While the smaller space requirement of SMEs limits potential leasing demand, CBRE believes there is still a role for them alongside large corporations as a supplementary office demand driver.
“What they lack in scale, they make up for in numbers. This is predicated on the following three positives: (1) strong SME and start-up growth trends, (2) SMEs a distinct focus for the government, and (3) the rise of the sharing economy,” it said.
The number of SMEs in Singapore increased by 16.2 percent from 2010, signifying an additional 26,300 new companies over the past five years. This growth has been further boosted by the local thriving startup scene.
“Singapore is beginning to come into its own as one of the startup capitals of the world, rivalling cities such as Silicon Valley and Israel. Extensive government support, a strong intellectual property framework and easy access to key Southeast Asian markets have helped to attract and encourage many aspiring entrepreneurs to set up shop.”
As a result, start-ups shot up from 24,000 to 42,000 between 2005 and 2013. In Budget 2016, the government also unveiled a slew of measures aimed at helping SMEs through cyclical headwinds, and supporting them in growth and international activity.
The support comes at a favourable time, when major trade agreements are expected to help open up more markets for Singapore’s SMEs. These include the Asean Economic Community (AEC), which was established in late 2015, as well as the final proposal of the Trans-Pacific Partnership (TPP), which was signed in February 2016.

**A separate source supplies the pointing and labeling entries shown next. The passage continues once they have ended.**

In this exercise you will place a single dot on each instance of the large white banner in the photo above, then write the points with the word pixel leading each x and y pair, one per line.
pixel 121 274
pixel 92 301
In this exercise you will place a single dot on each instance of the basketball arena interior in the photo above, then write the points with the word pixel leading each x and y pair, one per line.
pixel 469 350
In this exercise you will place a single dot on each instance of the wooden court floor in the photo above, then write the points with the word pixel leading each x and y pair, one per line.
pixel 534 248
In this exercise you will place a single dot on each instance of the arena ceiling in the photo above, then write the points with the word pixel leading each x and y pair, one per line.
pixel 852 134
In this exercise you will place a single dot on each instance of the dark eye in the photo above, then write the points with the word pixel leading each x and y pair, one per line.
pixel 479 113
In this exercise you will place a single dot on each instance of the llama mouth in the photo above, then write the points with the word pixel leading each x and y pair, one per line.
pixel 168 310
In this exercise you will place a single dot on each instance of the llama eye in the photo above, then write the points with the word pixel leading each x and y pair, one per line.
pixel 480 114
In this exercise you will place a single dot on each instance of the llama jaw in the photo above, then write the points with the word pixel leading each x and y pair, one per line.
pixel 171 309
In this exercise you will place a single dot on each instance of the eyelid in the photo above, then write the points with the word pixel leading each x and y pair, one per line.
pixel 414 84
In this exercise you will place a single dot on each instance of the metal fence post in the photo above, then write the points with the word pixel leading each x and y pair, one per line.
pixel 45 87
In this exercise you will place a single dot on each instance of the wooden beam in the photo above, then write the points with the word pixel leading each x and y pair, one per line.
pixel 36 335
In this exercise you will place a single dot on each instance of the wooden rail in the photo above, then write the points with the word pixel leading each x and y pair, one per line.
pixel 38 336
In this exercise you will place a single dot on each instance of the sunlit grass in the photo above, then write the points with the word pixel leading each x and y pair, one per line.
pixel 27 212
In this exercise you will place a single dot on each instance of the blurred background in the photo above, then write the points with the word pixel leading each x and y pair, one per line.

The combination of government support and such trade agreements will enable SMEs to invest in technology, improve their processes and grow their businesses by tapping into these external markets more effectively, said CBRE.
The rise of the sharing economy — in the form of co-working spaces — is also expected to play a major role in altering the dynamics of the office sector. CBRE noted that SMEs have taken to co-working relatively quickly, as it offers a flexible working environment and the opportunity to be located in prime locations, all at a fraction of the usual cost.
With this, CBRE advises landlords to find ways to cater to start-ups and SMEs and to incorporate them as another source of demand, alongside traditional large occupiers.
“MNCs and large enterprises might have large space requirements but they are few and far between. SMEs, on the other hand, have considerably smaller space needs but this is balanced (out) by their large numbers,” it said.
According to CBRE, this can be achieved by partnering with co-working operators or even establishing their own facilities or brand within their properties. This has already been seen in some high-profile co-working set-ups in Grade A office buildings, like The Great Room at One George Street, and Collective Works at Capital Tower.
Landlords can even combine the services of both co-working and serviced offices in one facility, said CBRE. They can also rejuvenate older or poorer quality buildings with small floor plates challenged by weak occupancy levels. In fact, they can consider fitting out under-utilised spaces into shared facilities, such as collaboration areas and meeting rooms.
“These gathering spaces will create opportunities for people and businesses of different backgrounds and areas to interact and network. Greater community spirit can be fostered among the occupiers and could even result in business collaborations,” it said.
“A plus point for landlords is that when the community grows, the allure of the development will grow organically and help attract and retain more SMEs.”